Heme aquí de nuevo, acurrucado fielmente en el regazo de la
que alguna vez fuera la apasionada amante del joven coronel Fiorello Zucconi.
Una singular dama, exquisita belleza de piel morena y ojos negros y profundos,
ojos que en esta noche, fría y estrellada me miraban pasionalmente, casi como
si me quisiesen devorar entero. Muchas otras noches ya lo había notado, sin
embargo nunca me había mirado de esa manera, su mirada me dio tal calidez, que
por un momento olvide la turbulencia de días pasados y ahí fue entonces cuando
lo sabría, pues esa mirada podía decir más que todas las palabras que hubiese
escuchado jamás, al mirarme de esa manera tan cálida, en realidad no era al
hombre sobre su regazo a quien miraba, sino a aquel hombre que alguna vez
profesó amor, el cual fue correspondido con desprecio, pues si algo del coronel
era bien sabido, sería que su gusto por las mujeres no podía limitarse a una
sola, o no por mucho tiempo… Sin embargo parece que me he adelantado demasiado
a lo que siquiera figuraría cómo el principio de una historia por lo cual me
remontare al inicio, o al menos a mí inicio.

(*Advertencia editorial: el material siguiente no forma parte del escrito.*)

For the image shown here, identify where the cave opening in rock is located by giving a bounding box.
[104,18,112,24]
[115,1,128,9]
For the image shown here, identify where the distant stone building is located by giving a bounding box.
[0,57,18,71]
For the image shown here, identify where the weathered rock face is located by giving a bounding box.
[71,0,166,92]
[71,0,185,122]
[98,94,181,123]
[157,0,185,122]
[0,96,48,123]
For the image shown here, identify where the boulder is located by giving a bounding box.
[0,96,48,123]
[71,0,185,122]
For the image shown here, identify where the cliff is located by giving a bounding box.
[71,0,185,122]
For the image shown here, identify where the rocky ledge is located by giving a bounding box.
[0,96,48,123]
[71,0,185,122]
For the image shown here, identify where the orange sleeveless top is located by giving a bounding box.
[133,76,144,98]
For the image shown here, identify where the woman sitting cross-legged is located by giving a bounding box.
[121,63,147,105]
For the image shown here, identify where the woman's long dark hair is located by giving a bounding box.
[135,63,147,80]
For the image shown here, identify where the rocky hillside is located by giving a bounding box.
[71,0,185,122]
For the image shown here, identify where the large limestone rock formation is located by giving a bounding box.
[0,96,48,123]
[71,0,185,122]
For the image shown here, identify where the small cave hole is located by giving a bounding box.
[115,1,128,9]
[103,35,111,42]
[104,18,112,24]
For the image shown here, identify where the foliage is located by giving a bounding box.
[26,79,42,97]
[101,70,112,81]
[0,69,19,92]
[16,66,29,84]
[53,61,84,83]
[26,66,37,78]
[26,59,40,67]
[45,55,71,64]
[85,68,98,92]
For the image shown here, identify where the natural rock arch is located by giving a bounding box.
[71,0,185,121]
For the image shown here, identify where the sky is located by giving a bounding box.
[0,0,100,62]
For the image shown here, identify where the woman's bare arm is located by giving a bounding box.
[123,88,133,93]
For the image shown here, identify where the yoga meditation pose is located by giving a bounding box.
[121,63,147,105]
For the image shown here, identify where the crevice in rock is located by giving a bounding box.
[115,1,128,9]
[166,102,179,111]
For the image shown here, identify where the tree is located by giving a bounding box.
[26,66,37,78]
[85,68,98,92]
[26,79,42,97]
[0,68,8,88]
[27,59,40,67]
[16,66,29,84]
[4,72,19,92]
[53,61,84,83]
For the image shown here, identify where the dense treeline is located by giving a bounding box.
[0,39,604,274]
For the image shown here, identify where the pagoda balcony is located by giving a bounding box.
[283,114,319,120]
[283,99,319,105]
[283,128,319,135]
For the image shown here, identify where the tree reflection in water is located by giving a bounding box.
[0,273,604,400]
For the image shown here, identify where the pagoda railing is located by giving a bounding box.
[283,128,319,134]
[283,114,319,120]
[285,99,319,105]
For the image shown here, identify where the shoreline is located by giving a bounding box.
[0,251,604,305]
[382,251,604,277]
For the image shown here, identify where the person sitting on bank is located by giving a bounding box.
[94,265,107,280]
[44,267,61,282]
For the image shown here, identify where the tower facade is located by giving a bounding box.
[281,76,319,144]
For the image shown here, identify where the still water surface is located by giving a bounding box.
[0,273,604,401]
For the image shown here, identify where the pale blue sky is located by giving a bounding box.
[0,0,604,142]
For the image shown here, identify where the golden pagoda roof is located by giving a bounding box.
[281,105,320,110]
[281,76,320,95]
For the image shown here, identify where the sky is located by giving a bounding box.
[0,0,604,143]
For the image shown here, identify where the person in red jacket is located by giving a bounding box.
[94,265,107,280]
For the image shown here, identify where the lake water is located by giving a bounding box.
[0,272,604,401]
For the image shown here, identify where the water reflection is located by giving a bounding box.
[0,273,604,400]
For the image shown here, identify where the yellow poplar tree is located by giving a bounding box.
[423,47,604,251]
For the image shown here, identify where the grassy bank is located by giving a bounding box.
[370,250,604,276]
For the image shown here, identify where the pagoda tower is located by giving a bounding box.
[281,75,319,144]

Era la primera semana de otoño cuando en el pueblo
comenzarían a escucharse las primeras ideas de revolución, para aquel entonces
yo frecuentaba a dos amigos, Gael y Flavio, quienes solían hablarme de las
juntas revolucionarias y de porqué apoyaban la causa. En ese entonces yo no me
preocupaba mucho por lo que podría significar una revolución o lo que eso
conllevaría, la verdad es que pensaba que de todo ese cotilleo, no habría mucho de lo que me
pudiera preocupar, aunque al parecer al Rey si, puesto que no pasaría mucho
tiempo, antes de que llegaran las primeras tropas reales a inspeccionar que
ocurría.
Al llegar el ejército, las juntas revolucionarias- como la
gente solía llamarlas, se convirtieron en “grupos de oración” organizados en
pequeñas capillas y por lapsos que nunca excedían de las 2 horas, sin embargo
estas reuniones no duraron por mucho tiempo, puesto que en esos días era muy
común ver a un coronel llamado Jevano Tiranno
y a un séquito de soldados rondar por las calles, pavoneándose y
alardeando de su gran destreza cuando atrapaba a algún sospechoso. El coronel
no descansaba hasta hacer a sus prisioneros confesar hasta cuantas veces se
duchaban.
Cuando la rebelión fue descubierta los revolucionarios se
vieron forzados a actuar, de manera improvisada gente tanto del pueblo cómo de
colonias aledañas iniciarían una guerrilla que rápidamente sería controlada por
el ejército real, forzando a los revolucionarios restantes huir al sur,
alejando al conflicto del pueblo por un momento, era a mediados de invierno cuando
Flavio fue a despedirse de mí y a decirme que alcanzaría a Gael y al resto de
los revolucionarios en Puerto Griotto, en el sur, ese mismo día descubriría el
pueblo se había convertido en una base militar y que si no quería verme
involucrado en este embrollo me tendría que ir de ahí.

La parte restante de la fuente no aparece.